The FBI and the department’s internal watchdog are examining Jackson’s ties to a friend who was paid at least $392,000 in federal money after Jackson passed along the man’s name for a job as post- Katrina construction manager at the Housing Authority of New Orleans.
Jackson, 62, has spent much of his career working for housing agencies in several cities. He has a personal friendship with Bush that dates to the late 1980s, when they lived in the same Dallas neighborhood.
The White House issued a statement saying the president supports Jackson.
Jackson was the first black leader of the housing authority in Dallas, where his integration efforts caused clashes with some local homeowners in predominantly white neighborhoods. “They don’t want people of color out there. It’s simple,” Jackson told a reporter.
Jackson triggered the inquiry last year by the Housing and Urban Development Department’s inspector general when he told a minority group of commercial real estate executives in Dallas that he had revoked a contract because the applicant who thanked him said he did not like Bush.
He said, “I have a problem with your president,” Jackson told the crowd. “I thought to myself: ‘Brother, you have a disconnect–the president is elected, I was selected. You wouldn’t be getting the contract unless I was sitting here.’ He didn’t get the contract.”
Jackson later told investigators “I lied” when he made the remark about taking back the contract–the only part of a lengthy interview where he was contrite.
The inspector general, after a four-month inquiry, turned up no evidence of a canceled contract.
Yet the report found what it called “some problematic instances” involving HUD contracts and grants, including Jackson’s opposition to money for a contractor whose executives donated exclusively to Democratic candidates.
Given the periodic corruption scandals over the housing department’s 42-year history, Jackson’s contacts with individual contractors have troubled department lawyers, last year’s investigation showed.
In his interview with HUD investigators on July 24, 2006, Jackson grew combative, saying HUD employees had grown too close to companies the agency is doing business with.
“Well, you know something?” said Jackson. “The staff basically gets involved with these companies.”
Jackson said “this has been a problem in the agency” and “I can tell you that one of the problems we have is that many of the people who service these contracts eventually go to work with many of these contractors who are doing business with us.”
In the question of possible favoritism, the department’s former acting general counsel told investigators that Jackson’s meetings with contractors were a matter of concern dating to the first term of the Bush administration, when Jackson held the No. 2 post at the department.
Former HUD acting general counsel Kathleen Koch told investigators her staff used to review the appointments schedule for Jackson’s predecessor, Mel Martinez, to advise if there were potential problems involving contractors. Potential HUD contractors would be kept away from Martinez, said Koch.
The schedule reviews “just petered out” after Jackson became secretary, Koch said, telling investigators that Jackson would meet with contractors or people who wanted to obtain contracts at HUD. “We warned him against it,” she said.
Jackson told investigators, “I have not advocated for anybody,” but said he simply explained to people who want to do business with HUD that they must get on a list of approved contractors before they can get work from the department.
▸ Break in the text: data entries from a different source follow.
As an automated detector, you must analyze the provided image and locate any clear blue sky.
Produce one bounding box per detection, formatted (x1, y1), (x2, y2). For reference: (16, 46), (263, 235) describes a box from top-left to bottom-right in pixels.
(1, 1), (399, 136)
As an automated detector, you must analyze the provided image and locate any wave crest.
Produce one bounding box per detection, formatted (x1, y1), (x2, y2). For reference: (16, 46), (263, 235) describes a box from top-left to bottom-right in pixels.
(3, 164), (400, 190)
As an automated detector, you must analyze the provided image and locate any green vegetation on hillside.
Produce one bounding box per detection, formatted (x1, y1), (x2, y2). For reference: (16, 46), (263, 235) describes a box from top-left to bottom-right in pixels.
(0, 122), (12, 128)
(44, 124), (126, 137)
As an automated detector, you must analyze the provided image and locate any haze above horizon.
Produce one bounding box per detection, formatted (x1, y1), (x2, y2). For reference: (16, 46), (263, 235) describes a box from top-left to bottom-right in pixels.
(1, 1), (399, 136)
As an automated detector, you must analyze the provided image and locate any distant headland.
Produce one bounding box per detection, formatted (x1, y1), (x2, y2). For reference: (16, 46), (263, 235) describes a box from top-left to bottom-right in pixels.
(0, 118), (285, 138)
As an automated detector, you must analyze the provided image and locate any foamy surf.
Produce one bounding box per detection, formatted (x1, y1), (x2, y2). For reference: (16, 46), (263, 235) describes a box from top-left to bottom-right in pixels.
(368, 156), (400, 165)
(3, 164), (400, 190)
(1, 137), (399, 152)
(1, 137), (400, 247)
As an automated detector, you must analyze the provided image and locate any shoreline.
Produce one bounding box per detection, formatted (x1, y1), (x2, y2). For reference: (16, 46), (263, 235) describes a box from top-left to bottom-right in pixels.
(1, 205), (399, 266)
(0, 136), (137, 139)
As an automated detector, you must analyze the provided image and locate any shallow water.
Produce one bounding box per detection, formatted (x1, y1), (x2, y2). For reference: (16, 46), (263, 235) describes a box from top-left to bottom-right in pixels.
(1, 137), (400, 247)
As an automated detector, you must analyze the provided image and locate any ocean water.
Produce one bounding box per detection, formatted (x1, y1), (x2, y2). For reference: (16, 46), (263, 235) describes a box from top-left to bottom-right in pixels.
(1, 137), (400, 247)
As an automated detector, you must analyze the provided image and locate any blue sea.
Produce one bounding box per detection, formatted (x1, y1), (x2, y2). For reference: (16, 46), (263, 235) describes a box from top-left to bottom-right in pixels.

The report made clear that during his nearly seven years at HUD he has had friction with individual contractors who have long been doing business with the agency.
The most detailed illustration of friction was a $4 million HUD grant awarded to Abt Associates Inc., a Cambridge, Mass., company. The inspector general’s investigators found over $33,000 in donations from Abt to political action committees of Democrats, none to Republicans.
After deciding in early 2006 to award the work to Abt, the department finally sent out award letters three months later.
The inspector general found that the Abt award was “blocked for a significant period of time due to Jackson’s involvement and opposition.”
In his interview with investigators, Jackson denied interfering. “I never held it up, period,” Jackson said.
He blamed his aides for the delay.
He said he had problems with Abt over past poor performance. But he insisted nine times during the interview that it couldn’t have been more than three days between the time that he ordered an assistant HUD secretary to look into whether Abt should get the work and the time that he approved the award.
“I have to smile,” said Jackson. “These people take so long doing everything and if they want to use somebody as a convenient scapegoat they do.”
Several HUD aides disputed his account.
Chief of staff Camille Pierce told investigators that Jackson “sees red when he sees a contract to Abt.”
Pierce recalled that Pamela Patenaude, an assistant HUD secretary, “was about to sign this contract” with Abt. When Pierce and Patenaude went to Jackson, “he said, definitely, I do not want Abt to get this contract,” Pierce said.
“Pam would always come back to my office and she’d be frustrated and say I just don’t know what to do,” Pierce testified. The grant went forward only after HUD’s No. 2 official, Roy Bernardi, intervened with Jackson.